Army helicopters dropped at least three bombs at suspected underground bunkers of Islamic extremists in a north Lebanon refugee camp on Monday, and two more soldiers were killed in the fighting, a senior military official said.

The bombs dropped by the helicopters weighed 880 pounds each and could level entire buildings, local media said.

The army started using the heavier bombs this weekend in a bid to finish off Fatah Islam militants still hiding in a small section of the Nahr el-Bared Palestinian camp. The military has been dropping 550 pound bombs on the fighters since earlier in August.

After the bombs were dropped, plumes of gray smoke billowed from the camp, located near the northern port city of Tripoli. Close-range gunfire could also be heard.

The military official, speaking on customary condition of anonymity according to army regulations, said one soldier was killed overnight and another died Monday, raising to 140 the total number of troops killed since fighting erupted May 20.

Army commander Michel Suleiman has said that up to 70 Fatah Islam fighters remain in the camp, along with some 100 women and children believed to be relatives. When the fighting broke out, Fatah Islam numbers were estimated at 360.

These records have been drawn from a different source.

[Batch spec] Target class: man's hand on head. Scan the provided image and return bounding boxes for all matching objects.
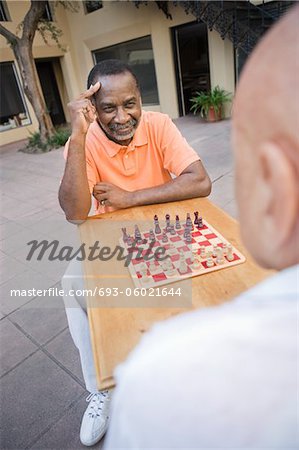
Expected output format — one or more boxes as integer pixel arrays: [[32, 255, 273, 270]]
[[93, 183, 134, 209], [68, 81, 101, 135]]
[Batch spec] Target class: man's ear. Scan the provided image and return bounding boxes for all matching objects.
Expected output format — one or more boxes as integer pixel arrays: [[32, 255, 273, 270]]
[[258, 142, 299, 247]]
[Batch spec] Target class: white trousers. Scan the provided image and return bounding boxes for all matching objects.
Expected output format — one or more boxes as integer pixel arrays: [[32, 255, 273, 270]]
[[61, 260, 98, 392]]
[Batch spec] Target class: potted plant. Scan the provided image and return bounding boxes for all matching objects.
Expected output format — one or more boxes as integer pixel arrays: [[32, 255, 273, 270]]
[[190, 86, 232, 122]]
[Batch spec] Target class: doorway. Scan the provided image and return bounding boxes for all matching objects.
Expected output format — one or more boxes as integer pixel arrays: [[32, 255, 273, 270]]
[[35, 60, 65, 126], [172, 22, 210, 116]]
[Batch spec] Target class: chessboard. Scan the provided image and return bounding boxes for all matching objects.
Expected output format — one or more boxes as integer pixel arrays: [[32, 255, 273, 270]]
[[120, 212, 245, 289]]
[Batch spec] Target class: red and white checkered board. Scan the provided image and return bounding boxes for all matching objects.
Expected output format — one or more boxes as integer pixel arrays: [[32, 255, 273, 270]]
[[120, 220, 245, 288]]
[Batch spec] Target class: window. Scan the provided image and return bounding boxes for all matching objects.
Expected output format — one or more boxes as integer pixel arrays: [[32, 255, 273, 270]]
[[42, 2, 53, 22], [93, 36, 159, 105], [83, 1, 103, 14], [0, 1, 10, 22], [0, 62, 31, 131]]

Suleiman has also said that the group is affiliated with Al Qaeda, denying that it was a Syrian creation, as claimed by anti-Syrian Lebanese government officials.

Anti-Syrian Lebanese government officials have accused Damascus of backing Fatah Islam to destabilize Lebanon following Syria's forced withdrawal from the country in 2005. Damascus denies this, saying it considers the group a dangerous terrorist organization.

The Nahr el-Bared fighting has dragged on to become Lebanon's worst internal violence since the 1975-90 civil war. The army has refused to halt its offensive until the militants completely surrender, but the gunmen have vowed to fight to the death.